Le musée
Le collectionneur
Gyan Chand Dhaddha, 1940-2004. Le musée le décrit comme naturaliste, collectionneur et gemmologue. On lui offre deux objets à seize ans ; il n'a plus cessé pendant cinquante ans.
Le cadeau : deux embouts de houka en argent sertis de pierres, offerts par son père à ses seize ans. Business Standard, qui a rencontré la famille en 2019, y voyait un présent inattendu de la part d'un père non-fumeur : « deux objets métalliques en forme de canne, incrustés de pierres scintillantes à la perfection ». Ils sont aujourd'hui au musée, parmi les argenteries.
Il voyageait pour la maison de joaillerie familiale et achetait au fil de ses déplacements : maisons d'antiquités, marchands, familles princières. Il rangeait ses acquisitions dans le sous-sol de la maison familiale, à C-Scheme, au centre de Jaipur. Business Standard décrit ce sous-sol devenant peu à peu une galerie privée que personne, hors de la famille, ne voyait.
“Mais ils n'étaient pas préparés au trésor qu'ils y découvrirent : quelque 2 500 objets âgés de 100 à 3 000 ans, des peintures miniatures de l'époque moghole aux joyaux dignes d'un maharadjah, rivalisant avec les fonds de bien des institutions culturelles établies.”
Il est mort en 2004, sans musée et sans inventaire. La collection est restée là où elle était.
Ses fils Suresh et Arun ont ensuite ouvert les réserves. The New York Times a rapporté, en 2018, ce qui s'y trouvait.
Ce que montre le musée est donc le regard d'un seul homme, et non une politique d'acquisition. C'est sa force et sa limite, et la journaliste joaillière Katerina Perez l'a dit mieux que nous.
“Ce que j'ai trouvé le plus intéressant, c'est que tout ce qui est exposé dans ce musée reflète la sensibilité d'une seule personne, un véritable esthète au goût incroyablement sûr.”

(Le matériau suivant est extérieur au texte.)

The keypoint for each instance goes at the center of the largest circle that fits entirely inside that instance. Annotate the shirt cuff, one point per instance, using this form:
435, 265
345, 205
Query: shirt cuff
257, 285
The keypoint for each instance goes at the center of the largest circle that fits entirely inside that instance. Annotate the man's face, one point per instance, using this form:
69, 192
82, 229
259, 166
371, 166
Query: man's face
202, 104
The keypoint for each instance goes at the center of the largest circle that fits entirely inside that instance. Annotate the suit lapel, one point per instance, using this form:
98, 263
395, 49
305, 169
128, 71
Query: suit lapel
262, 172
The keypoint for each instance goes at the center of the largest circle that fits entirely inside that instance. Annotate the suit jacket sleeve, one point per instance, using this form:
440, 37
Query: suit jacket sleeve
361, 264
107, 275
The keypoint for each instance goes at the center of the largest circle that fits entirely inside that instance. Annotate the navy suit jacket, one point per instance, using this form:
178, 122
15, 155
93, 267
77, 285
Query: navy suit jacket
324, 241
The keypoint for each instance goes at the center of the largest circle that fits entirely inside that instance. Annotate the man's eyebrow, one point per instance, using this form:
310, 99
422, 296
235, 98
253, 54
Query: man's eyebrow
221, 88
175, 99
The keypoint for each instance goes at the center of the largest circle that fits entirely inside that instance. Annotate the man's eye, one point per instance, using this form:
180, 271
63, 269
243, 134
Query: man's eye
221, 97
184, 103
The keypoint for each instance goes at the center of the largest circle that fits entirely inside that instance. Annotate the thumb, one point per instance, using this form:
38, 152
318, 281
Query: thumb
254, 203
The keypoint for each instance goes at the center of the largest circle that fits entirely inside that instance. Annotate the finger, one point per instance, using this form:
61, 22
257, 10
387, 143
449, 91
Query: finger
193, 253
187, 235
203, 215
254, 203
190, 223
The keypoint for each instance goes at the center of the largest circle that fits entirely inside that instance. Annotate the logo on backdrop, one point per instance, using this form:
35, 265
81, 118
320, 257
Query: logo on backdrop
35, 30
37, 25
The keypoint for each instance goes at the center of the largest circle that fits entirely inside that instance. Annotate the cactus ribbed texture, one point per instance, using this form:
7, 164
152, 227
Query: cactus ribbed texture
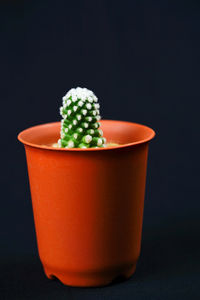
80, 123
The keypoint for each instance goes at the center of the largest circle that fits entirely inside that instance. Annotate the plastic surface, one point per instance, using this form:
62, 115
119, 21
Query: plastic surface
88, 203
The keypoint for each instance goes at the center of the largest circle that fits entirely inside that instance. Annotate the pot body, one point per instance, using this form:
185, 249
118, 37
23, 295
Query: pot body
88, 211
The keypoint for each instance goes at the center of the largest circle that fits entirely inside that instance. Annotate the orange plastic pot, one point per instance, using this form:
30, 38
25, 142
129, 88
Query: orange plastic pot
88, 203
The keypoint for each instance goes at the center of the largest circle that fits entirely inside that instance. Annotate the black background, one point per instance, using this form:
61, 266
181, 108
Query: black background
141, 58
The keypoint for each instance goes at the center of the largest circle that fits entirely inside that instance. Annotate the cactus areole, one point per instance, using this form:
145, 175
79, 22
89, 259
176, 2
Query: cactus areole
80, 120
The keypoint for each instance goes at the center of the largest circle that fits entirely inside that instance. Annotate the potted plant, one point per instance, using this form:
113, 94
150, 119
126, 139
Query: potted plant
87, 196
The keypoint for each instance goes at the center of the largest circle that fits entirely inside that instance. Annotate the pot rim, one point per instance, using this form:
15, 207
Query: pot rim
44, 147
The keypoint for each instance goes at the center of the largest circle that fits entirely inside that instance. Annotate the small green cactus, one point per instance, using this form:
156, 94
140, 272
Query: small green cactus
80, 123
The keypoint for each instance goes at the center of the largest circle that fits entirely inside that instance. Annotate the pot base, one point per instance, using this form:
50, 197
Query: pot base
91, 279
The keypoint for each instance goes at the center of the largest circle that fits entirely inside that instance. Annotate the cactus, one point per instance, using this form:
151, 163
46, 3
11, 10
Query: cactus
80, 120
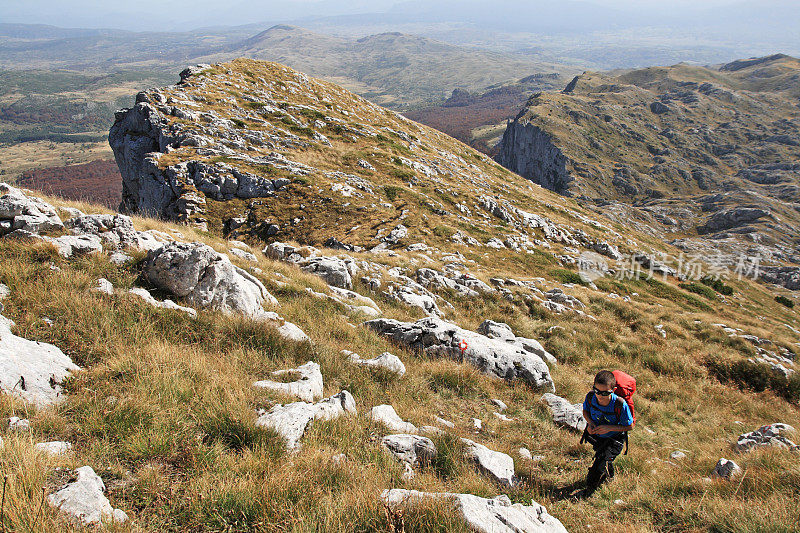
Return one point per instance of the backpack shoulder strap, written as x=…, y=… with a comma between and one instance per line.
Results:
x=618, y=408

Les fils qui ont ouvert les réserves
Suresh et Arun Dhaddha ont hérité d'une collection que personne n'avait inventoriée. Ils ont fait appel à des restaurateurs et à des historiens de l'art pour comprendre ce que leur père avait réuni, ont inauguré le musée le 28 décembre 2015 et l'ont ouvert au public le 17 novembre 2016.

Une vie, dans les dates qui ont été publiées
- 1940
Naissance de Gyan Chand Dhaddha
Le musée décrit son fondateur comme un naturaliste, un collectionneur et un gemmologue. Il naît dans une famille de joailliers de Jaipur.
- 1956
Deux embouts de houka
À seize ans, son père lui offre deux embouts de houka en argent sertis de pierres. Ce sont les premiers objets de la collection ; ils figurent aujourd'hui parmi les argenteries du musée.
- 1956–2004
Cinq décennies de collection
Il collectionne pendant cinq décennies, pour l'essentiel en privé : voyages, maisons d'antiquités, marchands et familles princières. Ses acquisitions remplissaient le sous-sol de la maison familiale, dans le quartier de C-Scheme.
- 1980s
Gem Plaza
Il fonde la maison de joaillerie familiale, Gem Plaza. Son atelier de Sitapura constitue le complexe où se dresse aujourd'hui le musée ; sa boutique se trouve sur MI Road.
- 2004
La collection reste dans les réserves
Gyan Chand Dhaddha meurt en 2004. La collection demeure là où il l'avait laissée, dans les réserves familiales, sans inventaire.
- 2004–2015
Ses fils ouvrent les réserves
Suresh et Arun Dhaddha ouvrent les réserves. Le New York Times rapportera plus tard ce qu'ils y trouvent : quelque 2 500 objets, âgés de 100 à 3 000 ans. Les compter, les nettoyer et les inventorier a transformé une accumulation privée en collection.
Ce que l'on ignore
L'année du cadeau n'est publiée nulle part, pas plus que celle où ses fils ont ouvert les réserves. Il n'existe pas non plus de récit publié de l'acquisition d'un objet précis. Nous avons posé les trois questions au musée plutôt que de calculer : un musée qui dit ce qu'il ignore vaut mieux qu'un musée qui devine.